Tebliğname No : 15 – 2013/395270
MAHKEMESİ : Denizli 2. Ağır Ceza Mahkemesi
TARİHİ : 27/01/2012
NUMARASI : 2008/216 (E) ve 2012/23 (K)
SUÇ : Nitelikli dolandırıcılık ,4733 sayılı Kanuna muhalefet, suç işlemek amacıyla örgüt kurma, örgüte üye olma, yardım etme.

Dosya incelenerek gereği düşünüldü;
Sanık A.. Ç.. müdafinin yokluğunda verilen hükmün müdafine İzmir PTT müdürlüğünün 08/01/2013 tarihli yazısına göre, 19/03/2012 tarihinde tebliğ edilmiş olup sanık müdafi tarafından ise 26/12/2012 günlü dilekçe ile süresinde temyiz edilmiş bulunduğunun anlaşılmasına göre, tebliğnamedeki temyizin reddi istemine iştirak edilmemiştir.
Şikayetçi E. A..Gıda Tekstil Turizm San. Tic Ltd. Şti yetkilisinin usulen davaya katılarak katılan sıfatını almış bulunmasına rağmen karar başlığında müşteki olarak gösterilmesi mahallinde düzeltilebilir yazım hatası kabul edilmiştir.
Sanıklar C. T., O.. Ü.., Havva Tuncel, A.. Ç.., haklarında 4733 sayılı Kanuna muhalefet ve C.. T.., O.. Ü.., H.. T.., A.. Ç.., F.. U.., A.. D.., Vildan Y.., T.. D., D. G., B. U. haklarında, suç işlemek amacıyla örgüt kurma,örgüte üye olmak, yardım etmek, nitelikli dolandırıcılık suçlarından kurulan hükümlerin incelenmesinde,
Dolandırıcılık suçunun oluşabilmesi için;failin bir kimseyi, kandırabilecek nitelikte hileli davranışlarla hataya düşürüp, onun veya başkasının zararına, kendisine veya başkasına yarar sağlaması gerekmektedir. Hile nitelikli bir yalandır. Fail tarafından yapılan hileli davranış belli oranda ağır, yoğun ve ustaca olmalı, sergileniş açısından mağdurun inceleme olanağını ortadan kaldıracak nitelikte bir takım hareketler olmalıdır. Kullanılan hileli davranışlarla mağdur yanılgıya düşürülmeli ve bu yanıltma sonucu yalanlara inanan mağdur tarafından sanık veya bir başkasına haksız çıkar sağlanmalıdır. Hilenin kandırıcı nitelikte olup olmadığı olaysal olarak değerlendirilmeli, olayın özelliği, fiille olan ilişkisi, mağdurun durumu, kullanılmışsa gizlenen veya değiştirilen belgenin nitelikleri ayrı ayrı nazara alınmalıdır.

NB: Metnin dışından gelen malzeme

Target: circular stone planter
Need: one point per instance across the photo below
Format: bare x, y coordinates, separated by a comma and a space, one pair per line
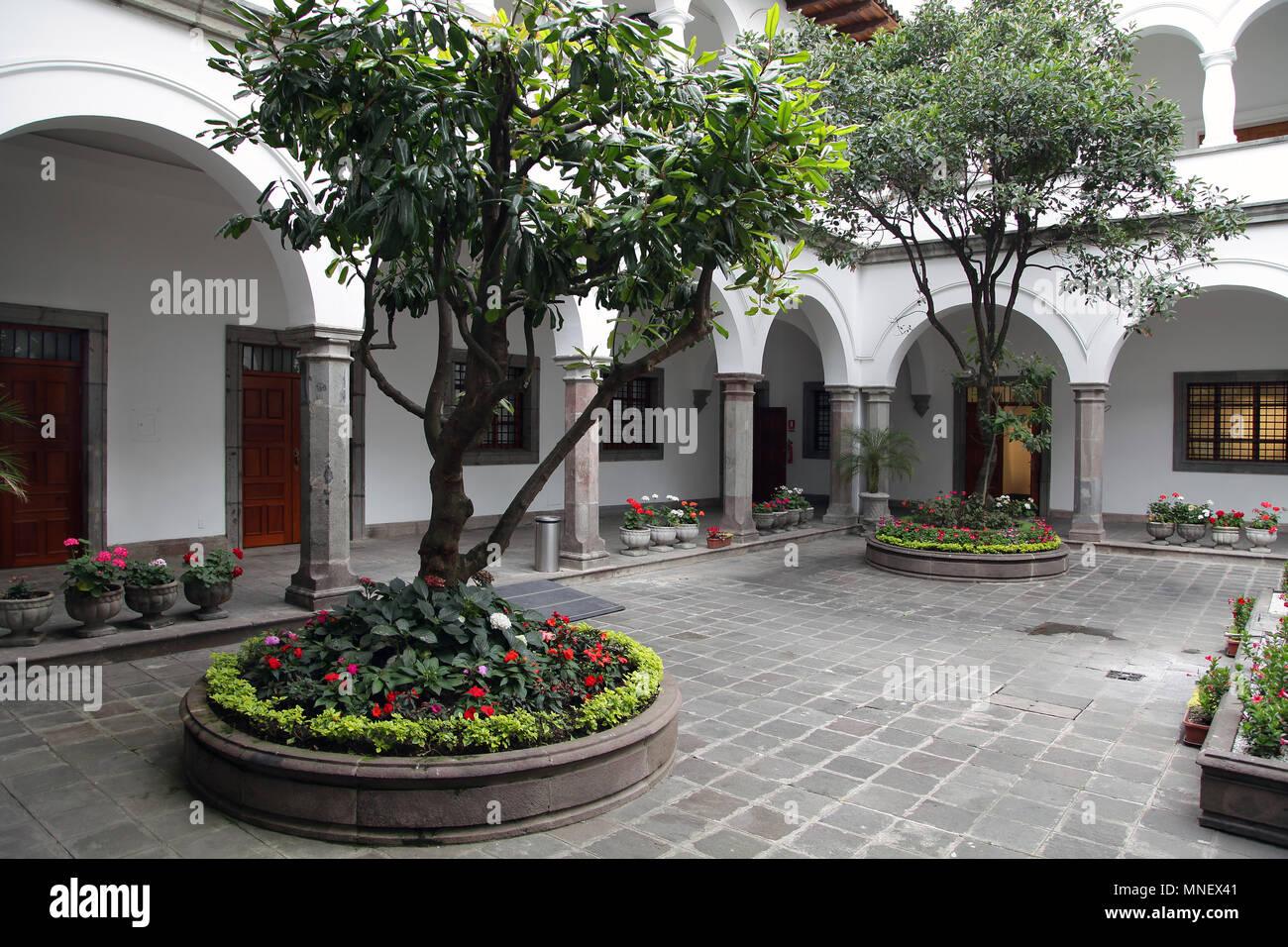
390, 800
967, 567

Ticarî faaliyeti meslek olarak icra eden kişilerin, güvenilirliğini sağlamak amacıyla, bu suçun, tacir (kişisel olarak ticaretle uğraşan kimseler) veya şirket yöneticisi olan ya da şirket adına hareket eden kişilerin ticarî faaliyetleri sırasında işlenmesi, TCK’nın 158/1-h bendinde nitelikli hâl kabul edilmiştir. Bu kavramlar Türk Ticaret Kanunun ilgili hükümlerine göre belirlenecektir.

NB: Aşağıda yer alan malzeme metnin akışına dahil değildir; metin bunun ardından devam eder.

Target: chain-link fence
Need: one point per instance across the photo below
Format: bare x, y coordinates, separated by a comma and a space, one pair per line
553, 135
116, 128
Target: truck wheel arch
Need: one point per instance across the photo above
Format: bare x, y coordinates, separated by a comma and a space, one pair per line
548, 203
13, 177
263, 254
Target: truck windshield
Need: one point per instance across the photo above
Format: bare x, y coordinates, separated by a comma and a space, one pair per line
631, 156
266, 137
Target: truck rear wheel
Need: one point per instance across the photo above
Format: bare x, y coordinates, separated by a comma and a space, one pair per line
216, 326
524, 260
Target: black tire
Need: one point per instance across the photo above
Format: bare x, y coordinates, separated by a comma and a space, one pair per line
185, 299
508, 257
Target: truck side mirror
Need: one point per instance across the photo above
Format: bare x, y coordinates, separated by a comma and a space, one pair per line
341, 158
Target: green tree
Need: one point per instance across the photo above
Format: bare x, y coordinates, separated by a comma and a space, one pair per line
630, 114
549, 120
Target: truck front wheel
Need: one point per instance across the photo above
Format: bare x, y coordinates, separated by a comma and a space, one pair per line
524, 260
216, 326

Türk Ticaret Kanunun Madde 14’te, Tacir;
“(1) Kişisel durumları ya da yaptığı işlerin niteliği nedeniyle yahut meslek ve görevleri dolayısıyla, kanundan veya bir yargı kararından doğan bir yasağa aykırı bir şekilde ya da başka bir kişinin veya resmî bir makamın iznine gerek olmasına rağmen izin veya onay almadan bir ticari işletmeyi işleten kişi de tacir sayılır. “denilmektedir.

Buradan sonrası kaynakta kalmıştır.